Et cette dérive liberticide a depuis dévalé la pente : garde à vue illégitime contre des journalistes et atteintes répétées au principe du secret des sources, mesures antiterroristes utilisées contre des militants écologistes, arrestations arbitraires de manifestants (voire de simples passants dans la rue…), surveillance de masse des militants politiques par les écoutes téléphoniques, etc. La liste est longue comme le bras, et cela ne tient pas spécifiquement à Macron. En vérité, le tempérament inégalitaire sur le plan économique et social de toutes ces forces politiques les pousse donc naturellement et inévitablement vers l’autoritarisme et la destruction des libertés. Autrement dit, il ne peut y avoir de liberté sans égalité. Dit encore autrement, un « inégalitaire » est mécaniquement voué à être ou devenir un « autoritaire ».
Ne reste que l’aspect culturel où chacun tente autant qu’il peut de défendre ses « valeurs » (terme creux dont l’usage prétend conférer un vernis philosophique et politique à des petits affects personnels). Mais même sur cet aspect, les bourgeois progressistes d’hier ne sont plus très loin de rejoindre les positions les plus conservatrices. Et nul doute qu’ils franchiront le pas sans hésiter une seule seconde, si d’aventure le choix électoral se pose à eux de choisir entre un courant politique « égalitaire démocratique » ou un parti « inégalitaire autoritaire ». « Plutôt Hitler que le Front populaire »… on connaît l’histoire. C’est qu’entre la morale et les intérêts matériels, la bourgeoisie est assez prévisible : elle privilégiera toujours son portefeuille à ses supposés idéaux. On ne se refait pas.
L’avantage d’utiliser les termes « inégalitaires » et « autoritaires » pour caractériser politiquement ces courants politiques est bien sûr qu’ils sont connotés négativement, mais aussi qu’ils sont aisément compréhensibles par tous. Il est d’ailleurs assez savoureux de constater que lorsque l’on parvient à décrire la réalité avec précision et simplicité, les impostures apparaissent avec une forme d’évidence.

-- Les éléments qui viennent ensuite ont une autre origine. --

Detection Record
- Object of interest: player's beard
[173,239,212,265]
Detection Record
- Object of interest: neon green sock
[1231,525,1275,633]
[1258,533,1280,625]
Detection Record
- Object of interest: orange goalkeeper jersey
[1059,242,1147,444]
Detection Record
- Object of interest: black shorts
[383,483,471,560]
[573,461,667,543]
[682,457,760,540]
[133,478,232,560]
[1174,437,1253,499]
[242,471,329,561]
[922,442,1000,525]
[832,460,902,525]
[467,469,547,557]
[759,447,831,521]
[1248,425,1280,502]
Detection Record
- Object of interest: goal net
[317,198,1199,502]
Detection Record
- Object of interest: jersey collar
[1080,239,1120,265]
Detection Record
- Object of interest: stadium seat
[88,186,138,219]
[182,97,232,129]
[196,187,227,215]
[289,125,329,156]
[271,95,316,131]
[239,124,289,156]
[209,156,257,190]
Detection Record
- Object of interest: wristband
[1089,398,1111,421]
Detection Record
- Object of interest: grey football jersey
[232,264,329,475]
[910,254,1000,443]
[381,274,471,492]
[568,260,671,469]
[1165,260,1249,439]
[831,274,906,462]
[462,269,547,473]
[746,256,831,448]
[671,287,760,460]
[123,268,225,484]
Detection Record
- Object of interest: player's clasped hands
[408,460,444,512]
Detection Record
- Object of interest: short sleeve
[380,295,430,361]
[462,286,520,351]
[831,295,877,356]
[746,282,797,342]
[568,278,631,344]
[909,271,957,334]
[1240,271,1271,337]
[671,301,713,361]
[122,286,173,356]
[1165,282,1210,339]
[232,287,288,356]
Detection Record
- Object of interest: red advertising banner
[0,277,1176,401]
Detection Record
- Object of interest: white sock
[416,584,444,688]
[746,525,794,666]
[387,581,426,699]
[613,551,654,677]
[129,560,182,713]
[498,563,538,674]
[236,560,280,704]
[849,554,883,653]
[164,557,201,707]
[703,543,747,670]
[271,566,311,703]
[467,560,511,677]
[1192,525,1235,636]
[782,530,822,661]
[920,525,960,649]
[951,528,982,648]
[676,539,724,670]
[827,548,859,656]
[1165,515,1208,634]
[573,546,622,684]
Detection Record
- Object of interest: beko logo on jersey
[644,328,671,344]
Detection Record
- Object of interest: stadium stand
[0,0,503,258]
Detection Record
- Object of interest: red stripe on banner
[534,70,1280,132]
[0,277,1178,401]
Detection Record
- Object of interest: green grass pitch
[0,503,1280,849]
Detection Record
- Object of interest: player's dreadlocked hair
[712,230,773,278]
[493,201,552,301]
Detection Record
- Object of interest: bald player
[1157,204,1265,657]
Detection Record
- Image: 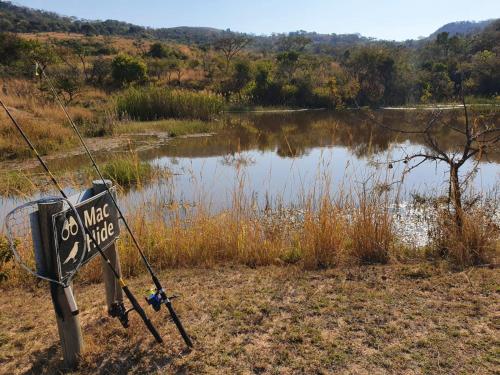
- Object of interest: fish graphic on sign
[63,241,79,264]
[61,216,78,241]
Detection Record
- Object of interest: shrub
[117,87,224,121]
[111,55,147,86]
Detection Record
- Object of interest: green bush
[111,55,147,85]
[102,156,155,188]
[117,87,224,121]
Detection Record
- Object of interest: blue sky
[11,0,500,40]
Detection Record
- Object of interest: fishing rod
[0,99,163,343]
[39,62,193,348]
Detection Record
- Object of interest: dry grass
[0,261,500,375]
[0,80,76,160]
[431,207,500,268]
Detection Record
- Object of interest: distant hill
[0,0,494,51]
[429,19,495,39]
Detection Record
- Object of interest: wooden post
[38,202,83,368]
[92,180,123,311]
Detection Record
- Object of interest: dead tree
[214,35,252,73]
[371,95,500,232]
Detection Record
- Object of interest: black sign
[52,191,120,281]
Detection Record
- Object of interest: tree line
[0,20,500,108]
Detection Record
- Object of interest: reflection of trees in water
[220,153,256,169]
[135,111,500,161]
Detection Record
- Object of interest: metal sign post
[38,202,83,368]
[32,181,123,368]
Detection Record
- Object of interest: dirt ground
[0,264,500,374]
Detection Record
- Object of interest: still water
[0,110,500,224]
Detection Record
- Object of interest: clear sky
[10,0,500,40]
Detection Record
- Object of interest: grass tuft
[116,87,224,121]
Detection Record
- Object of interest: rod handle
[122,285,163,344]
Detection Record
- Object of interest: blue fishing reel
[146,289,163,311]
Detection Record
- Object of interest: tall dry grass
[116,87,224,121]
[430,206,500,268]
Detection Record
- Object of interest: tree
[148,42,170,59]
[0,33,26,65]
[278,35,312,52]
[469,50,500,95]
[276,51,300,82]
[90,57,111,86]
[147,58,170,81]
[214,34,252,73]
[232,61,252,93]
[111,55,147,86]
[346,47,395,105]
[54,68,83,104]
[380,95,500,234]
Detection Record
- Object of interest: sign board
[52,191,120,281]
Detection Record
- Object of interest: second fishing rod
[39,65,193,348]
[0,99,163,343]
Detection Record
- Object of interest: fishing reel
[146,288,177,311]
[108,302,133,328]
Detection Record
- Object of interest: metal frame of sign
[52,187,120,282]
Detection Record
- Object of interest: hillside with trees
[0,2,500,114]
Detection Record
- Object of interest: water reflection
[0,111,500,226]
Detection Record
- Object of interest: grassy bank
[115,119,223,137]
[0,181,500,287]
[116,87,224,121]
[0,264,500,375]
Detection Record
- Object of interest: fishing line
[0,99,163,343]
[37,63,193,347]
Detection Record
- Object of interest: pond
[0,110,500,228]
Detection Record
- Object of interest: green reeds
[116,87,224,121]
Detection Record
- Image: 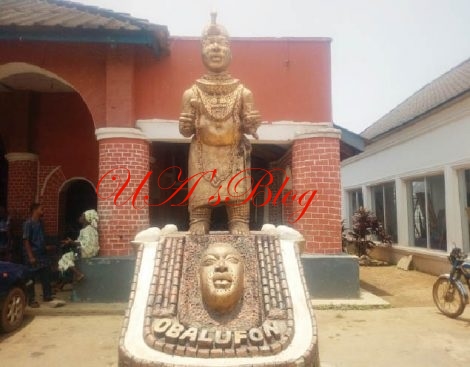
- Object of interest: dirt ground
[360,266,437,307]
[0,266,470,367]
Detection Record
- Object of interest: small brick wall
[292,137,341,254]
[97,138,149,256]
[8,160,38,234]
[39,165,66,235]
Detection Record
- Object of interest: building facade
[341,60,470,274]
[0,0,341,266]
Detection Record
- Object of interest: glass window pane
[426,175,447,250]
[372,185,385,225]
[410,179,428,247]
[383,183,398,243]
[372,182,398,243]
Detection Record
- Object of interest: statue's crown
[202,12,229,42]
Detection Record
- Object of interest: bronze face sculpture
[179,14,261,235]
[199,243,245,314]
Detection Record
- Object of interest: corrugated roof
[0,0,158,31]
[361,59,470,139]
[0,0,169,55]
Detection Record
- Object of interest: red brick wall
[39,165,66,235]
[8,160,38,234]
[97,138,149,256]
[269,150,292,225]
[292,137,341,254]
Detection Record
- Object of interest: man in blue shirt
[23,203,52,308]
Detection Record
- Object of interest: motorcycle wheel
[432,278,465,318]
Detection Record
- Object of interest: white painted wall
[341,96,470,250]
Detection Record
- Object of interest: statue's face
[199,243,244,313]
[202,35,232,73]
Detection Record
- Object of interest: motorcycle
[432,248,470,318]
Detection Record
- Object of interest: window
[409,175,447,250]
[371,182,398,243]
[349,189,364,223]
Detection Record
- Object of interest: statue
[179,13,261,235]
[199,243,244,314]
[119,14,320,367]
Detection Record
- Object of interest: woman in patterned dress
[59,209,100,288]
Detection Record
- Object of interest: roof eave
[0,26,169,57]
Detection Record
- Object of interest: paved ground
[0,267,470,367]
[0,315,122,367]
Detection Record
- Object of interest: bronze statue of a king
[179,13,261,235]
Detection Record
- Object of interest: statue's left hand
[243,110,261,139]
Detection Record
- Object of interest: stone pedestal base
[119,227,319,367]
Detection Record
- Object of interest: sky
[79,0,470,133]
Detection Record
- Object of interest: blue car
[0,261,31,333]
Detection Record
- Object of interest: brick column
[292,124,341,254]
[5,153,38,234]
[96,128,149,256]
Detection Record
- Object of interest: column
[96,127,149,256]
[292,124,341,254]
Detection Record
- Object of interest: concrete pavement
[0,306,470,367]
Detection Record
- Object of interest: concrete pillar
[292,124,341,254]
[96,128,149,256]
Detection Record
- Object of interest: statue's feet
[189,221,209,236]
[229,222,250,235]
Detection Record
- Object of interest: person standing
[23,203,52,308]
[58,209,100,289]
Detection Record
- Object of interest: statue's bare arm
[242,88,261,139]
[179,89,196,138]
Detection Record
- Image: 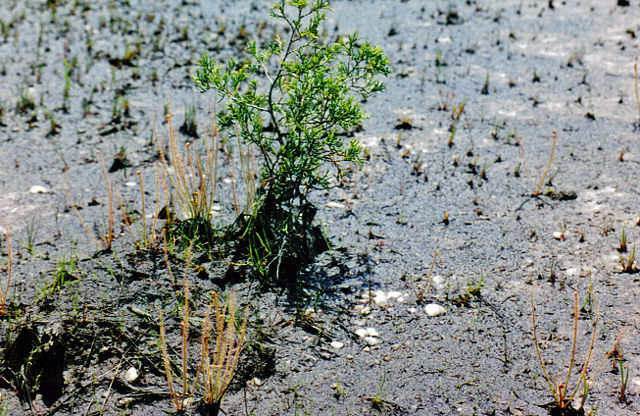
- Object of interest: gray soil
[0,0,640,416]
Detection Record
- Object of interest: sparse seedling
[201,293,248,416]
[620,244,638,273]
[617,228,627,253]
[409,248,444,302]
[633,57,640,126]
[616,354,629,403]
[154,106,218,244]
[180,106,198,138]
[533,130,558,197]
[531,288,610,414]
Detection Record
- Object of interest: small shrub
[194,0,390,278]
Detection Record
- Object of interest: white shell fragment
[124,367,138,383]
[356,327,380,338]
[29,185,49,194]
[331,341,344,350]
[431,274,447,290]
[424,303,447,316]
[356,290,405,310]
[325,201,345,209]
[364,337,382,347]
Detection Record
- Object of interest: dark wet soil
[0,0,640,416]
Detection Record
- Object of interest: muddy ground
[0,0,640,416]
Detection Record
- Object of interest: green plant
[619,244,638,273]
[0,225,13,315]
[45,252,78,293]
[531,289,610,411]
[367,371,389,410]
[194,0,390,282]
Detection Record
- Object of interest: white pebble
[431,274,447,290]
[325,201,344,209]
[424,303,447,316]
[124,367,138,383]
[29,185,49,194]
[356,327,380,338]
[373,290,387,306]
[331,341,344,350]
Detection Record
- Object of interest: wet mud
[0,0,640,416]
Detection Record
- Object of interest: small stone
[364,337,382,347]
[387,290,402,299]
[325,201,345,209]
[431,274,447,290]
[424,303,447,316]
[373,290,388,306]
[29,185,49,194]
[565,267,578,276]
[118,397,133,409]
[124,367,138,383]
[331,341,344,350]
[356,327,380,338]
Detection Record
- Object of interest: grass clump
[194,0,390,278]
[160,252,248,416]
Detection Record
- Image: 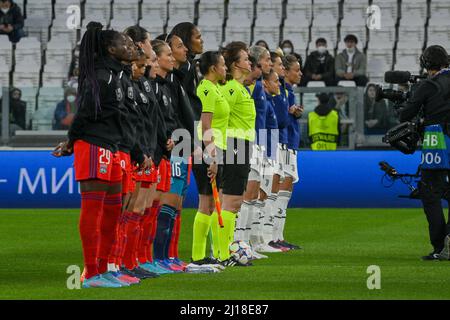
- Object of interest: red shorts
[119,151,136,194]
[135,164,158,183]
[73,140,122,182]
[156,159,172,192]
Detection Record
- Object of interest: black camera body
[375,71,426,154]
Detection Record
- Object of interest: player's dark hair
[316,38,327,46]
[270,51,283,63]
[223,41,248,81]
[344,34,358,44]
[198,51,221,76]
[263,68,276,81]
[166,22,197,57]
[151,39,168,57]
[420,45,449,70]
[283,54,300,70]
[77,21,122,116]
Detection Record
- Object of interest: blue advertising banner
[0,151,428,208]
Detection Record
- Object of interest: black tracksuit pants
[419,170,450,253]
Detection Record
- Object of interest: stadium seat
[366,42,394,80]
[306,81,326,88]
[139,16,166,35]
[141,0,167,24]
[199,22,222,51]
[112,0,140,21]
[256,0,283,21]
[394,48,422,74]
[167,0,196,32]
[22,0,53,45]
[38,86,64,110]
[373,0,399,21]
[24,16,49,44]
[427,26,450,52]
[313,0,340,24]
[198,0,225,21]
[109,17,137,32]
[54,0,82,19]
[430,0,450,15]
[228,0,254,21]
[84,0,111,26]
[284,0,312,28]
[337,80,356,87]
[50,15,77,48]
[15,37,41,70]
[225,0,254,43]
[0,39,13,71]
[253,12,281,48]
[397,25,425,49]
[400,0,428,25]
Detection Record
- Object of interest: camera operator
[400,45,450,260]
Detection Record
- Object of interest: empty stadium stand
[0,0,450,134]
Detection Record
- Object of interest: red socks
[98,193,122,274]
[169,210,181,258]
[137,208,153,263]
[123,211,142,270]
[146,201,161,262]
[79,192,106,279]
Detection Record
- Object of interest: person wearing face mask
[53,88,77,130]
[335,34,368,87]
[280,40,303,66]
[0,88,27,134]
[364,83,388,134]
[302,38,336,86]
[0,0,24,43]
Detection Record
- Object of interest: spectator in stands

N’est-il pas frappant de constater que la plupart des personnalités politiques visées plus haut sont les mêmes qui ne cessent de se proclamer « républicains » et d’en appeler aux « valeurs de la République » ? Or, la Constitution française a donné un contenu à la République notamment par sa devise : Liberté, Égalité, Fraternité. Dès lors, les inégalitaires autoritaires apparaissent, une fois nommés ainsi, pour ce qu’ils sont réellement : de parfaits antirépublicains.
C’est pourquoi, ils cherchent toujours à embrouiller pour rendre compliqué ce qui est simple. Ils ont fondamentalement besoin de la confusion pour parvenir à tromper leurs électeurs. Que tous ceux qui veulent les combattre pour faire advenir un monde plus juste sachent que la clarté et la vérité sont nos meilleures alliées.
Cessons de dire que Macron est un « (néo)libéral », c’est un inégalitaire autoritaire.
Note : Il n’est nullement question de rejeter l’utilisation des notions de libéralisme et de néolibéralisme dans les recherches académiques ou les discussions militantes. La proposition de l’auteur concerne exclusivement l’expression sur les canaux grand public (radio, TV, internet, etc.) écoutés ou regardés par une majorité de gens souvent peu politisés.